Believe me, I’m about as pro-technology as they come. But there’s a point where the technology replaces the human-to-human contact where I have to draw the line. Facebook is the prime example of this. Every time I find out about a very significant event in someone’s life because another friend of mine saw it on Facebook, it really irks me. (I don’t have Facebook myself, so I get the news second-hand when a friend sees a person’s status has changed.)
One example: several months ago a couple broke up. For some reason the first thing people do when this occurs is to log in and change their status. Then the grieving can commence as if that finally makes it official. And by the way, this apparently justifies not telling anyone because “you could have seen it on my Facebook”.
Another case (which spurred this little post of mine): a guy I used to know came out of the closet, taking everyone by surprise. Perhaps he was so scared of judgment or maybe he wasn’t completely confident in this decision that it was much simpler and more brave to hide behind a monitor and announce to the world via a keyboard.

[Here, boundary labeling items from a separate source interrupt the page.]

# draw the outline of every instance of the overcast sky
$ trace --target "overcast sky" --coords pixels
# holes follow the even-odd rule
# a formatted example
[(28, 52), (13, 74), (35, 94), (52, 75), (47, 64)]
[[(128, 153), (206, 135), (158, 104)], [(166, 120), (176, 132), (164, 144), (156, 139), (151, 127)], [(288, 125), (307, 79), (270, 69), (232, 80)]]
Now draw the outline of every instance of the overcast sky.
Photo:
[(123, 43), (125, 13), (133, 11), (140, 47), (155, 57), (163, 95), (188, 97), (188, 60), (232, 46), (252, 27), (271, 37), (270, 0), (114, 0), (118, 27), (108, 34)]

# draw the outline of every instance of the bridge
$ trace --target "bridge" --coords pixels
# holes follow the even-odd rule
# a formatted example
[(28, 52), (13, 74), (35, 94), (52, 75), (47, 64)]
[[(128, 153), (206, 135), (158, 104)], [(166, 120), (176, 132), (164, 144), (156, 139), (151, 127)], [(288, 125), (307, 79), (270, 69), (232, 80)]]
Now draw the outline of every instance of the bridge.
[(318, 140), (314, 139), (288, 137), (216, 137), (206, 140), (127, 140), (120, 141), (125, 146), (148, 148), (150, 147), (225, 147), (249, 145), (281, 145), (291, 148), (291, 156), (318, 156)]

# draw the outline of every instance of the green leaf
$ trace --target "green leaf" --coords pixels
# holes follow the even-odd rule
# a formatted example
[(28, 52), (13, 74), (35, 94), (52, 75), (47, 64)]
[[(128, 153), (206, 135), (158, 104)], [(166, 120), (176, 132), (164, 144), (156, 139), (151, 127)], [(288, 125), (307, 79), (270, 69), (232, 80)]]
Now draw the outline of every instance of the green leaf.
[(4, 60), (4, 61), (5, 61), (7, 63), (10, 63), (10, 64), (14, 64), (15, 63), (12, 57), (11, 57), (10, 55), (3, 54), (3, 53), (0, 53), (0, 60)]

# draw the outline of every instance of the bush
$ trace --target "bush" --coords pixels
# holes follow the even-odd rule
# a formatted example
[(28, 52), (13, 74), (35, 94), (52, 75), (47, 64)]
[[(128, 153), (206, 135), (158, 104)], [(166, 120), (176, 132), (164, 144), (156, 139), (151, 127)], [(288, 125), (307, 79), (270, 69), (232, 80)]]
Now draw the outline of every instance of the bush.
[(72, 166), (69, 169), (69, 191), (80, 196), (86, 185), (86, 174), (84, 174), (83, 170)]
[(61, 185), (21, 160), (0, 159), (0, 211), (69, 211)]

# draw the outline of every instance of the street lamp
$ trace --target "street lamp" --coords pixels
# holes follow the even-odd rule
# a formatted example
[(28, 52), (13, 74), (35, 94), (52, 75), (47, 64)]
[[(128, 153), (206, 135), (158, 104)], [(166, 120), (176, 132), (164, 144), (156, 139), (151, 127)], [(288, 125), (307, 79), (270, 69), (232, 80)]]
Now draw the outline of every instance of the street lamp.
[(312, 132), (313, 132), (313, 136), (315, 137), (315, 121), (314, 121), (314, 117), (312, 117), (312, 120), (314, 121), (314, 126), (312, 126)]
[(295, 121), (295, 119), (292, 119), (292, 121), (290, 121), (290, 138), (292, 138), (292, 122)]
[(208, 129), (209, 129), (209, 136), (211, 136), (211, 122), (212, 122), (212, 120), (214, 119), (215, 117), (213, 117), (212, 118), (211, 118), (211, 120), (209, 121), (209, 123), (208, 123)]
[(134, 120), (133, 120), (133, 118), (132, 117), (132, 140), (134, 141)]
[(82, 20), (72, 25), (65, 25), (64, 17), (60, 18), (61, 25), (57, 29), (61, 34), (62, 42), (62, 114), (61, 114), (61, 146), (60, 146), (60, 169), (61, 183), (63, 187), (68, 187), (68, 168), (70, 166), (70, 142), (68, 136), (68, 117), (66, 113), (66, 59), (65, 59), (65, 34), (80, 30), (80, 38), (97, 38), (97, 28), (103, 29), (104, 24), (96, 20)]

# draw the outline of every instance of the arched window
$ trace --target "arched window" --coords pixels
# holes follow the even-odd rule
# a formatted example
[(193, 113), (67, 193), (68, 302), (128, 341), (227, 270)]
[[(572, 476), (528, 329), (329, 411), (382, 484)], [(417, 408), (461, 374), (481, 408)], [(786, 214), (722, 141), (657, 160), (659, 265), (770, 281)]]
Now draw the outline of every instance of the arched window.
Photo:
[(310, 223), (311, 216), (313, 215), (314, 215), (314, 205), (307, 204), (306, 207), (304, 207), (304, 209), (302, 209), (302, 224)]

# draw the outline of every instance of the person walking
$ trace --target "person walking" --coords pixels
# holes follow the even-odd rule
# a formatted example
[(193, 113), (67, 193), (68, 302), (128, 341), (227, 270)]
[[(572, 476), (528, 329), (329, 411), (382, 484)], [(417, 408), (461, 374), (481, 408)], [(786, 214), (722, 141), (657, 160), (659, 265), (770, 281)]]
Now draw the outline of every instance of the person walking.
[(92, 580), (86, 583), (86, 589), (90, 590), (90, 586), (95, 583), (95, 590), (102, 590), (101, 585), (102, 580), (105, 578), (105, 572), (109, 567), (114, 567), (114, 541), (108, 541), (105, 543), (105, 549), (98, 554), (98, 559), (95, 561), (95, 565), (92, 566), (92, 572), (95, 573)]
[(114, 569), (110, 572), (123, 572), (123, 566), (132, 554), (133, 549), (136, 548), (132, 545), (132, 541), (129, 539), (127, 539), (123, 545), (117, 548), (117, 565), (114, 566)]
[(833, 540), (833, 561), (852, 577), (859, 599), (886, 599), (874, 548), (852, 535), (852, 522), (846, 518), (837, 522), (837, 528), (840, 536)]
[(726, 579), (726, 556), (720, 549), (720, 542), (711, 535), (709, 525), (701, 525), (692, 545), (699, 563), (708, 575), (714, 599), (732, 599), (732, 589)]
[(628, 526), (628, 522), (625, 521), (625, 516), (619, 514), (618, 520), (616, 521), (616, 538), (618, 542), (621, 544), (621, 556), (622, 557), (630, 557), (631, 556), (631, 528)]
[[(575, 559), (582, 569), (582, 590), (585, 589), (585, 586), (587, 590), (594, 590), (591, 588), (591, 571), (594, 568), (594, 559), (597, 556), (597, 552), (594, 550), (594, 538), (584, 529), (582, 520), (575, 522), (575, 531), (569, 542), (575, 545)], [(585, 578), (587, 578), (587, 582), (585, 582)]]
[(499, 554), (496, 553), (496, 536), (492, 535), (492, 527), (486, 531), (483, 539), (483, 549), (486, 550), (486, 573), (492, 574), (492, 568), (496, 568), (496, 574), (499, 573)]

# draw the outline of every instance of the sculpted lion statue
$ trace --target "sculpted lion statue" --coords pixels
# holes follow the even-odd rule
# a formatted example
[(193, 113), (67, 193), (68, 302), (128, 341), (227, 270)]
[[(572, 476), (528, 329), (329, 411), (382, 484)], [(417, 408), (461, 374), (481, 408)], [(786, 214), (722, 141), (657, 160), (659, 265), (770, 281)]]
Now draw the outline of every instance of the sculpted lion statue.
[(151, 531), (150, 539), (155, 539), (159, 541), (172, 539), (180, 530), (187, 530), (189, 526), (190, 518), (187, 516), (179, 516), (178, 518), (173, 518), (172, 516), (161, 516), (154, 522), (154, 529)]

I’m not being a hypocrite by the fact that I blog and use Twitter. Anything I say on here invites conversation or is a result of a conversation. Most of it is nonsense anyway. But when people reach the point of using these avenues to not do the right thing by having that person-to-person contact, I would go so far as to say it is not what God intends because the relationship with that person suffers. It’s like emailing someone when you are angry with them, instead of talking to them. It’s a weak, character-miring cop-out. Soapbox off.